[Dspace-general] hacking dspace: harvests, caches, and services

Thu Aug 17 12:45:10 EDT 2006

This purpose of this posting is to share with some the DSpace  
community ways we have been "hacking" DSpace, ETD-db, and DigiTool  
for the sake of open access publishing. Many of the things I outlined  
a number of months ago are coming to fruition.

DSpace, ETD-db, and DigiTool are institutional repository-like  
applications. Each of these applications have their own strengths and  
weaknesses, but the biggest problems facing their implementation here  
at Notre Dame include:

   * they are "applications" not libraries/modules
   * they will always have a particular look & feel
   * they operate as "information silos"
   * they implement specific searching/browsing interfaces

To overcome these issues, as well as in an effort to improve upon the  
functionality of an institutional repository, we here at Notre Dame  
have hacked (and we mean that in a good way) each of these  
applications to create something different. Specifically, we have  
exploited OAI-PMH to first harvest and cache the content from each  
application, and then we provide services against the cache. Some of  
these processes are itemized and described below.

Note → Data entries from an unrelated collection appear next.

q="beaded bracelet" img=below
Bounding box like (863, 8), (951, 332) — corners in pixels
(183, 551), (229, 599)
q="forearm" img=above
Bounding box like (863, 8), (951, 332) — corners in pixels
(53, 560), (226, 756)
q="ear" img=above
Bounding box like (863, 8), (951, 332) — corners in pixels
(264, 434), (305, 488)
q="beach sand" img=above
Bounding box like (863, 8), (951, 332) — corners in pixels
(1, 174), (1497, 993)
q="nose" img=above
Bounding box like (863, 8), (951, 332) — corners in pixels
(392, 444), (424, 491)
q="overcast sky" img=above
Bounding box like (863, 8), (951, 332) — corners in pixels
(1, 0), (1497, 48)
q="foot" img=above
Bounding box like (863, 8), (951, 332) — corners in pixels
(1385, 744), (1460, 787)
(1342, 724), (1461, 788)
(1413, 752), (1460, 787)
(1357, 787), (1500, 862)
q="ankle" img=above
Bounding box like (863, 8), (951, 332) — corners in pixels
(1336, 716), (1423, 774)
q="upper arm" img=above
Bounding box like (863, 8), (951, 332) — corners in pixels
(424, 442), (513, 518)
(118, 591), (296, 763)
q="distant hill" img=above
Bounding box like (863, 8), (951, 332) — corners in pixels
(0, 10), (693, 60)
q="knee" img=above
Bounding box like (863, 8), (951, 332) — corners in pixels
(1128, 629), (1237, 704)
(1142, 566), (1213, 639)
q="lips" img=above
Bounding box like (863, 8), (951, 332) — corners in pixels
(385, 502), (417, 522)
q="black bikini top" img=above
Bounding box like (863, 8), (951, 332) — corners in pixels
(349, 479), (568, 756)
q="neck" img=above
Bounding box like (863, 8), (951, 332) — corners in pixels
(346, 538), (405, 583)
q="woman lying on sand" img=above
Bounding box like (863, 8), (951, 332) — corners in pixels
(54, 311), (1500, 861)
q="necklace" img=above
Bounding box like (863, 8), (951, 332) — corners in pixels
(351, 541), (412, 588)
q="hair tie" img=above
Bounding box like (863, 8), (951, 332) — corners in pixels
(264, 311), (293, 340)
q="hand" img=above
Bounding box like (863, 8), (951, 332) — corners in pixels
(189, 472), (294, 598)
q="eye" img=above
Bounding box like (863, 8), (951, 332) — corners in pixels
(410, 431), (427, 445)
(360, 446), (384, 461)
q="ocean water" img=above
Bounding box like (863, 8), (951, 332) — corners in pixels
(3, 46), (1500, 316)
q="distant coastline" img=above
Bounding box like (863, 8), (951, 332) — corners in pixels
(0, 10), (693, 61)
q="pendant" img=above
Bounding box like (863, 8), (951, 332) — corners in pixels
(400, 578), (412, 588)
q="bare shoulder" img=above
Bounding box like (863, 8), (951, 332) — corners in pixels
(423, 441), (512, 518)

Be forewarned. The things listed below are implemented in a  
"sandbox". Response times will be slow, the links will change, and  
your milage will vary.

0. Enhanced Dublin Core - For better or for worse, we created sets of  
facet/term combinations (think "subjects") and inserted them into  
DSpace fields. When we harvest the content we note its physical  
structure, parse it accordingly, and cache it in a specific place. A  
good record to see how some of this has been implemented is here:

   http://dspace.library.nd.edu:8080/dspace/handle/2305/142? 
mode=full&submit_simple=Show+full+item+record

1. Harvest & cache - Each application has an OAI-PMH interface. We  
use Net::OAI::Harvester to harvest the Dublin Core metadata from each  
of the applications and cache the content in a (MyLibrary) database.  
As the content is retrieved we do a (tiny) bit of normalization, but  
we also supplement the metadata with facet/term combinations  
describing where the content came from, what format it is, and some  
sort of subject/descriptor.

2. Name authority - For a sub-set of our implementation, the  
Excellent Undergraduate Research, we needed to include photographs  
and short biographies of students in browsable displays. To  
accomplish this we first created facet/term combinations (name  
authorities) in our database. These authorities defined a key which  
pointed to a directory containing a JPEG image and more detailed  
information regarding the author. By combining these facet/terms, the  
files in the directory, and the records in DSpace we are able to  
create a browsable list of authors complete with pictures and bios.  
For example, see:

   http://dewey.library.nd.edu/morgan/idr/undergrad/?cmd=authors

3. Standards-based search - Each application provides search, but not  
in a "standard" way, nor against each other. By indexing our cache  
and providing an SRU interface to the index we can over come these  
problems. Moreover, using such an approach we can swap out our  
indexer at will. We began using swish-e as our indexer. We moved to  
Plucene (slow), and we will probably switch again. Fun:

   http://dewey.library.nd.edu/morgan/idr/sru/client.html

4. Syndicating content with "widgets" - The name of the game is, "Put  
your content were the users are; don't expect the users to come to  
your site." We created a number of one-line Javascript "widgets"  
allowing Web masters to insert content from our institutional  
repository into their pages. For example, the Aerospace Engineering  
department might want to list the recently "published" theses/ 
dissertations, or an author might want to do something similar. See:

   http://dewey.library.nd.edu/morgan/idr/widgets/widget-03.html
   http://dewey.library.nd.edu/morgan/idr/etd/widgets/widget-03.html
   http://dewey.library.nd.edu/morgan/idr/etd/?cmd=widgets

5. Pseudo peer-review - Faculty want to be recognized (and cited) by  
their peers. Right now the standard for this practice is publication  
in peer-reviewed journals and citation counts from ISI. Google is a  
trusted resource. ("If you don't believe me, then why do you use it  
so frequently?") As more and more content is made available on the  
Web things like Google PageRank and links from remote documents may  
supplement peer-review and citation counts. Using Google API's it is  
possible to retrieve a PageRank and lists of linking documents, and  
this has been implemented against some of the browsable lists in our  
ETD collection. See:

   http://dewey.library.nd.edu/morgan/idr/etd/?cmd=term&id=25
   http://dewey.library.nd.edu/morgan/idr/etd/?cmd=term&id=50

Unfortunately, all of our documents have PageRanks of 0, 3, or 4, and  
all of the linking documents come from within our own domain. After  
time I think this may change.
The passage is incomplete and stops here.